The deceased’s widow, Bridget McGuigan Gallagher (“the plaintiff”), initiated proceedings in 2014 claiming damages on behalf of the estate of her late husband under the Fatal Accidents (Northern Ireland) Order 1977. The plaintiff died before this action came on for hearing and it was continued in the name of the Executor of her estate. On 2 April 2019, Mr Justice McAlinden (“the trial judge”) determined that the plaintiff was entitled to compensatory damages and aggravated damages as the remedies for the assault and battery of the deceased and assessed these damages as amounting to £15,0002. The Ministry of Defence (“the Ministry”) appealed against the award of these damages.
The Main Ground of Appeal
The main issue in the appeal was whether aggravated damages could as a matter of law be awarded in the circumstances in which Mr McGuigan’s death had occurred. An award of aggravated damages is legally permissible only where two conditions are satisfied:
 There must be exceptional or contumelious conduct or motive on the part of the tortfeasor in committing the wrong or subsequent to its commission; and
 The plaintiff must suffer mental distress as a result.
1 The panel was Lord Justice McCloskey, Mr Justice Colton and Sir Richard McLaughlin. Lord Justice McCloskey delivered the judgment of the court.
2 The final Order of the court awarded judgment for the plaintiff against the Ministry in the global sum of £264,985 together with costs. Enforcement of the judgment in respect of the discrete award of £15,000 was stayed pending the appeal.

The Court said that it was necessary firstly to focus on the undisputed factual circumstances prevailing both prior to and at the time of the fatal shooting of the deceased. These undisputed facts were set out in paragraph [16] of its judgment. The Court said this combination of agreed facts and the trial judge’s findings created a matrix which extended considerably beyond the fatal shooting of the deceased. This wider matrix clearly formed part of both the express findings of the trial judge and his ensuing conclusions on the issue of recoverable damages. Lord Justice McCloskey stated
“The judge rehearsed … that the conduct of the soldiers in the period preceding the fatal shooting formed part of the trespass to the person of the deceased and was such as to cause significant injury to his feelings. The judge clearly found that the deceased was the victim of an assault perpetrated by agents of the Ministry during the period prior to the fatal shooting. We shall examine the sustainability in law of this finding”.
The judgment continues:
“The Ministry is a corporate tortfeasor, an employer vicariously liable for the tortious conduct of its servants and agents in the course of their employment. In this case the offending conduct preceding the killing of the deceased included the killing and the wounding of other victims, the firing of other shots which did not result in killing or wounding and conduct which did not involve shooting, such as armed soldiers moving in various directions and taking up positions with their weapons available and pointed or other forms of overt aggression or threat. We consider that all of this conduct, graphically described in the Inquiry Report, was capable of generating in every person of normal mental fortitude in the area a reasonable apprehension of being shot or wounded. Whether it did so is a question of fact to be decided on a case by case basis.”

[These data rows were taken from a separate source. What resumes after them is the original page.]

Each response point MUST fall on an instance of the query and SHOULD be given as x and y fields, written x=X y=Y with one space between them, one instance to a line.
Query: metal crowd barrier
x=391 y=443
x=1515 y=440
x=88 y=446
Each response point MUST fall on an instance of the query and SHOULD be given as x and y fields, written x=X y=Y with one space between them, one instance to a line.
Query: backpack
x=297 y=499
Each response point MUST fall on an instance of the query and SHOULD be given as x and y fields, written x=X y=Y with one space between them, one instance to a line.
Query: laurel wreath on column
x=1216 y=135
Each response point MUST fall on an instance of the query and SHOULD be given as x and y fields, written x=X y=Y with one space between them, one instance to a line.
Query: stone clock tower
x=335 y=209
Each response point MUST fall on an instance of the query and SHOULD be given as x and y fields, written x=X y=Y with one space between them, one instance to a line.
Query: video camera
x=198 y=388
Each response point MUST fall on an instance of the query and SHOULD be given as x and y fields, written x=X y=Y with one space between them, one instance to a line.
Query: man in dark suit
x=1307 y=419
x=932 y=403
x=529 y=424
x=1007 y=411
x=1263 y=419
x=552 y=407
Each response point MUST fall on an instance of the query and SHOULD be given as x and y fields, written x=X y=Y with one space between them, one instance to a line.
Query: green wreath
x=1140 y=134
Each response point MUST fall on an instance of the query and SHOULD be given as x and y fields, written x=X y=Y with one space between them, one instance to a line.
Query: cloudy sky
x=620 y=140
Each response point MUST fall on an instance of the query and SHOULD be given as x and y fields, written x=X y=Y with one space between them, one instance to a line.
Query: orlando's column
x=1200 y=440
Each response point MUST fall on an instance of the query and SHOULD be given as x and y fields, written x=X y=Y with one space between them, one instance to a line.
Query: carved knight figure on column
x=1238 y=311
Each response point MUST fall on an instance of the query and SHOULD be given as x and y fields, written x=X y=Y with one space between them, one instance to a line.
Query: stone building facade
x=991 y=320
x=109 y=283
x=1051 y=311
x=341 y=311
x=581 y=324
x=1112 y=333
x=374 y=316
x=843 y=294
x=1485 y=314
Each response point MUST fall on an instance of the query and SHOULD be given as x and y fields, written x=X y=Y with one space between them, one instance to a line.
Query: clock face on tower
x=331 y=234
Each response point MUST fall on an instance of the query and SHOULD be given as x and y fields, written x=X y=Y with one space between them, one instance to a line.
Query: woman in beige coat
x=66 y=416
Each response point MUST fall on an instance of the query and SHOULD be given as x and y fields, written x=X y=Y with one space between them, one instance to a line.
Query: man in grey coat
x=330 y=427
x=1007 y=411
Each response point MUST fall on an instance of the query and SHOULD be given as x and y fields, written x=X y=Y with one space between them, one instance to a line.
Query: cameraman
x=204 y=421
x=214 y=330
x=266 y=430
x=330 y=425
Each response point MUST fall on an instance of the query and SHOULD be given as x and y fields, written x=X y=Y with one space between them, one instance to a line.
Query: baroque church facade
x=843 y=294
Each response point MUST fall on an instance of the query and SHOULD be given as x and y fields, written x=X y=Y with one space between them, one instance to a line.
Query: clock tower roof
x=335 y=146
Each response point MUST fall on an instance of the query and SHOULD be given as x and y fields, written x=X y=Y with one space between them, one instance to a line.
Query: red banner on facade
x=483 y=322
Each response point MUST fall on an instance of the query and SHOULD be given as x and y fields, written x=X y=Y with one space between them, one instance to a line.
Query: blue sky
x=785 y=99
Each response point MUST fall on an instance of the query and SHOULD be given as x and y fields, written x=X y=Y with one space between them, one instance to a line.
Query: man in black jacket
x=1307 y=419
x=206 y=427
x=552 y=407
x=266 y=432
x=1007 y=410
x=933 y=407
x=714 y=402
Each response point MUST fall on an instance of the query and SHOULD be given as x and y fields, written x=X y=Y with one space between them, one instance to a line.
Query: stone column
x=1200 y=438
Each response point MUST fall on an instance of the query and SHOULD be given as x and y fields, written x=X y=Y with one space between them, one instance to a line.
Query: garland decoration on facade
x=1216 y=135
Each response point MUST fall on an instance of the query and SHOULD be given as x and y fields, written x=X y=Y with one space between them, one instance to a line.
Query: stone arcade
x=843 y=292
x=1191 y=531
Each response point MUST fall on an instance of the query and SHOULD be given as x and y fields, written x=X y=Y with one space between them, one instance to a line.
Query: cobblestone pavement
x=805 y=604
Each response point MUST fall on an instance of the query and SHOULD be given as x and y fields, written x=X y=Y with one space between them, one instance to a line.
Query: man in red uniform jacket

The Court held that the risk of battery to the deceased was posed by every soldier who could potentially shoot him. The law does not require that this risk had to be posed by a specific, identifiable soldier. Nor does the law require that the deceased had to be singled out by either one of the soldiers or all of them as a shooting target. Furthermore there is no legal requirement of some kind of factual nexus between the deceased and the soldier who fired the fatal shot. In short, the necessary relationship, or connection, between the tortfeasor (the Ministry) and the deceased was forged by the presence and conduct of multiple soldiers in the area and the presence of the deceased at the locations traversed and occupied by him from the beginning of the event until its conclusion at the location ultimately occupied by the deceased at the moment of his shooting and death, namely the open, unprotected public area in the Rossville Street vicinity where he was shot dead by a soldier.

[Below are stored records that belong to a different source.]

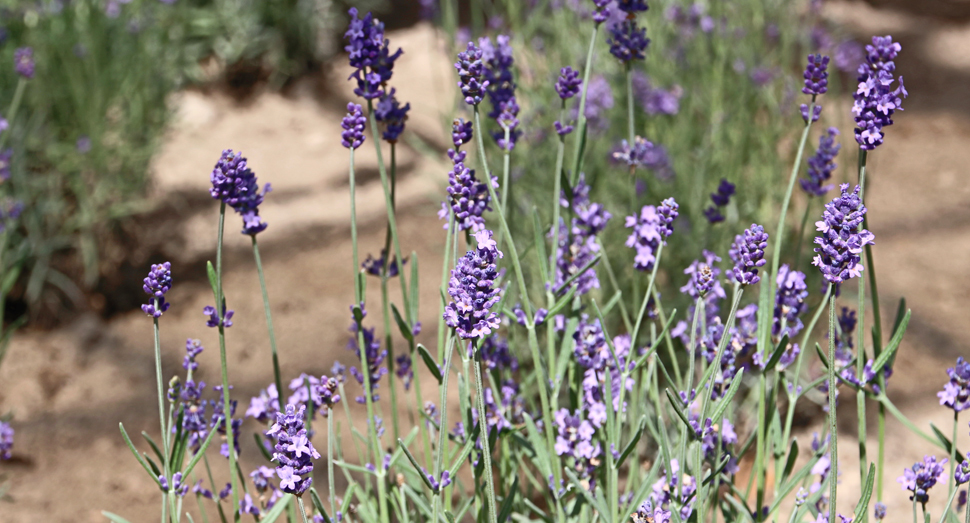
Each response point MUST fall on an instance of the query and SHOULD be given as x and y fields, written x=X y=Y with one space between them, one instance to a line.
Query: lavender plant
x=600 y=425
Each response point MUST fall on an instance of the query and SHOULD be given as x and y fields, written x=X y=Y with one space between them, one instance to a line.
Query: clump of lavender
x=234 y=183
x=822 y=164
x=471 y=74
x=578 y=244
x=650 y=229
x=644 y=153
x=6 y=440
x=472 y=292
x=875 y=99
x=720 y=199
x=750 y=255
x=840 y=246
x=956 y=392
x=501 y=88
x=372 y=356
x=921 y=477
x=294 y=451
x=391 y=115
x=156 y=284
x=628 y=41
x=369 y=55
x=23 y=59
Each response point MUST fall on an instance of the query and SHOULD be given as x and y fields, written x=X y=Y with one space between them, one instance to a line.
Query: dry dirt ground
x=70 y=387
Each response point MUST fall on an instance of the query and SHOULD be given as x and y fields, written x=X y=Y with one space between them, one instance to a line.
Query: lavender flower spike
x=472 y=292
x=294 y=451
x=471 y=74
x=751 y=255
x=840 y=246
x=353 y=125
x=157 y=283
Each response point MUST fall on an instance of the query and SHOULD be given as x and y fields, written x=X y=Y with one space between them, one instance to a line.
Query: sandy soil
x=69 y=388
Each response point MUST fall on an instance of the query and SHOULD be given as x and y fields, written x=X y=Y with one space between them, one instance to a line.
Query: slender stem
x=833 y=419
x=581 y=117
x=486 y=451
x=269 y=316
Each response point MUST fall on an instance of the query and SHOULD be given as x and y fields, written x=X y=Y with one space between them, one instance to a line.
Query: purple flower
x=720 y=198
x=372 y=357
x=956 y=392
x=816 y=75
x=6 y=440
x=234 y=183
x=472 y=292
x=468 y=198
x=628 y=41
x=569 y=82
x=353 y=125
x=751 y=255
x=294 y=451
x=471 y=74
x=644 y=154
x=840 y=246
x=192 y=350
x=577 y=244
x=23 y=59
x=921 y=477
x=391 y=115
x=461 y=132
x=822 y=164
x=369 y=55
x=156 y=284
x=875 y=100
x=650 y=228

The Court said it was satisfied that as a matter of law the deceased was capable of being the victim of assault perpetrated by the Ministry’s servants or agents throughout the entirety of the period under scrutiny. It further considered that the trial judge’s self-direction on the law was unimpeachable.

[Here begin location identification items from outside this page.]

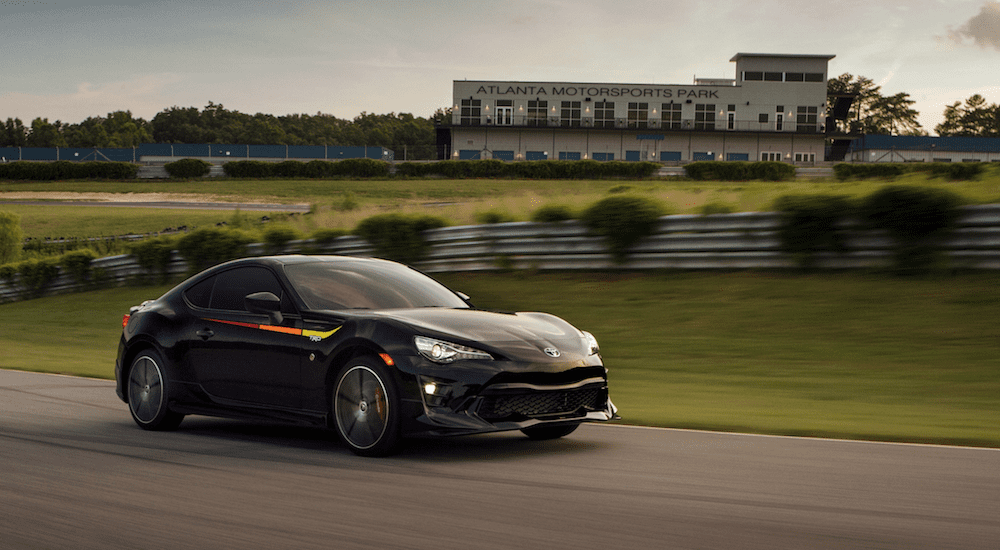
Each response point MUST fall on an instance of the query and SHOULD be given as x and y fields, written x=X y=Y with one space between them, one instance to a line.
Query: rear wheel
x=148 y=393
x=549 y=432
x=366 y=407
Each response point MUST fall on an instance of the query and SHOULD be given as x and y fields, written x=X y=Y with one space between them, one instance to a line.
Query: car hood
x=518 y=336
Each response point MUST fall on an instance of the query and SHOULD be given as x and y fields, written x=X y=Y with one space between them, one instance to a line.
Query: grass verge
x=832 y=355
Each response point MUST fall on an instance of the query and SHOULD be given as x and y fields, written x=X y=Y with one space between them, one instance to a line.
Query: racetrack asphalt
x=78 y=473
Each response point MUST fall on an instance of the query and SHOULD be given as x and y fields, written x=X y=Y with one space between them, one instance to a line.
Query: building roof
x=739 y=56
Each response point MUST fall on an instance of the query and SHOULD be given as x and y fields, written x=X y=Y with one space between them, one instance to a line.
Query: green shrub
x=154 y=255
x=188 y=168
x=326 y=236
x=622 y=220
x=363 y=168
x=11 y=237
x=277 y=237
x=63 y=170
x=845 y=171
x=716 y=208
x=77 y=264
x=204 y=248
x=347 y=203
x=916 y=218
x=809 y=225
x=248 y=169
x=739 y=171
x=553 y=213
x=288 y=169
x=398 y=236
x=494 y=216
x=37 y=274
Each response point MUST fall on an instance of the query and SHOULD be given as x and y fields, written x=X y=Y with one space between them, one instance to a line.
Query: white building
x=773 y=110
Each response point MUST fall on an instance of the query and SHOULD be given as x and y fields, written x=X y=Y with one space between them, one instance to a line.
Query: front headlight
x=440 y=351
x=591 y=342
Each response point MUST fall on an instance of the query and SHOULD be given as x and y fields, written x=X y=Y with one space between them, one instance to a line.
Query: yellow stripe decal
x=314 y=335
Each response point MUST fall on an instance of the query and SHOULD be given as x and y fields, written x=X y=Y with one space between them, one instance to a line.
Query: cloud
x=983 y=29
x=144 y=96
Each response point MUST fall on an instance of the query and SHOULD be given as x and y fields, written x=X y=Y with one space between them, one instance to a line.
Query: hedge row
x=950 y=170
x=535 y=169
x=739 y=171
x=66 y=170
x=347 y=168
x=915 y=218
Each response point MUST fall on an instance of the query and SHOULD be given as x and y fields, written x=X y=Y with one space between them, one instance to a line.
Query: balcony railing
x=621 y=123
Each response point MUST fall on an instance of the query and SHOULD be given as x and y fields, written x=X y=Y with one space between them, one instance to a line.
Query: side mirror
x=265 y=303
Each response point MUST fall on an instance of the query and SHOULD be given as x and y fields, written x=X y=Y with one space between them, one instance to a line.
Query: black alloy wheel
x=366 y=407
x=148 y=394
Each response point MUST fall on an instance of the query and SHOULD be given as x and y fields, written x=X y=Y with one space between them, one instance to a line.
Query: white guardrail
x=713 y=242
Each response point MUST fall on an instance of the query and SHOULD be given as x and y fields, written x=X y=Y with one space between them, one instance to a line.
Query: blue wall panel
x=306 y=151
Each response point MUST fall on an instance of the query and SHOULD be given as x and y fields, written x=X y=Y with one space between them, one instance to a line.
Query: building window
x=505 y=112
x=806 y=118
x=638 y=115
x=704 y=116
x=604 y=114
x=670 y=116
x=570 y=115
x=537 y=111
x=471 y=112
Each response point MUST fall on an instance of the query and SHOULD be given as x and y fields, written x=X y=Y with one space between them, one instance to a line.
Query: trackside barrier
x=714 y=242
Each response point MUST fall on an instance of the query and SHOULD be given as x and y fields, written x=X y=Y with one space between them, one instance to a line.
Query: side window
x=232 y=286
x=200 y=295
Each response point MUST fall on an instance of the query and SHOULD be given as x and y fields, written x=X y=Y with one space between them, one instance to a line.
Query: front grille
x=541 y=403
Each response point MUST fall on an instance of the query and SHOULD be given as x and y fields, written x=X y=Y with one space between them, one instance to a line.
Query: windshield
x=368 y=285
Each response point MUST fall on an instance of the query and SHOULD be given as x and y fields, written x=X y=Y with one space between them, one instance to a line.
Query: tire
x=148 y=394
x=540 y=433
x=365 y=405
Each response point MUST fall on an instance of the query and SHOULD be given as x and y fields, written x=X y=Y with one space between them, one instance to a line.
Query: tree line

The next question to be considered was one of fact, namely whether the deceased was such a victim or, alternatively phrased, whether the applicable legal test was satisfied. Noting that there was no direct evidence of the state of mind of the deceased, the exercise undertaken by the trial judge was one of ascertaining whether this could be established by reasonable inference from other evidence. The Court said it was clear that the other evidence considered by the trial judge was that contained in the Inquiry Report when he found that the deceased:
“… would have been filled with fear and dread, coupled with a strong sense of indignation and hurt at being the innocent victim of a blatant, unprovoked and unjust attack by members of the army.”
The Court considered it clear that the “attack” to which the trial judge was referring was the threatening conduct of, and widespread shooting by, soldiers of multiple victims during the whole of the episode preceding the death of the deceased. This exposed the fallacy in the first of the grounds in the Notice of Appeal which contended that the trial judge erred in law in awarding aggravated damages “in circumstances where the death of the deceased was instantaneous”.
The Second Issue: The Quantum of Damages
The Ministry’s challenge to the award of damages was confined to comparing and contrasting the award of £15,000 in the present case with the award of damages for aggravated damages of £25,000 made by the same judge in Quinn v Ministry of Defence [2018] NIQB 82. Both Quinn and the present case belong to the same group of claims for damages arising out of personal injuries and deaths perpetrated by soldiers on Bloody Sunday.
The Court considered that a correct understanding of the trial judge’s award of £15,000 in this case is essential. Lord Justice McCloskey stated
“The key to this is the critical finding made by the judge and our analysis of this. The deceased was the victim of both assault and battery. The assault was committed by multiple acts perpetrated by soldiers. The battery was the single act of shooting him dead. The compensation recoverable for both the assault and the battery was compensatory damages and aggravated damages. The discrete award of £15,000 was the judge’s assessment of the compensatory damages and aggravated damages as the remedies for the assault and battery of the deceased. The judge was under no obligation to provide a breakdown. Rather his approach was clearly of the “stand back” variety, which this court would not criticise in a case of this nature.”
Adding:
“The judge’s award of £15,000 has a considerably greater reach. While this consideration of itself suffices to dispose of this ground of appeal, we add the following. The Ministry’s contention is that the award of £15,000 is manifestly excessive. The replying submission … demonstrates the scope for a respectable view that the award could reasonably have been greater. In the narrow context of comparing and contrasting the award of £25,000 in Quinn, [Counsel for the plaintiff] pointed to certain facts and features in support of this submission. This court finds itself in the middle, adjudicating on these forceful competing contentions. We consider that it is precisely in this kind of situation that reticence on the part of an appellate court is appropriate.”
Conclusion
The Court dismissed the appeal and affirmed the award of £15,000 in respect of compensatory and aggravated damages for the assault and battery perpetrated by the Ministry’s servants and agents against the deceased.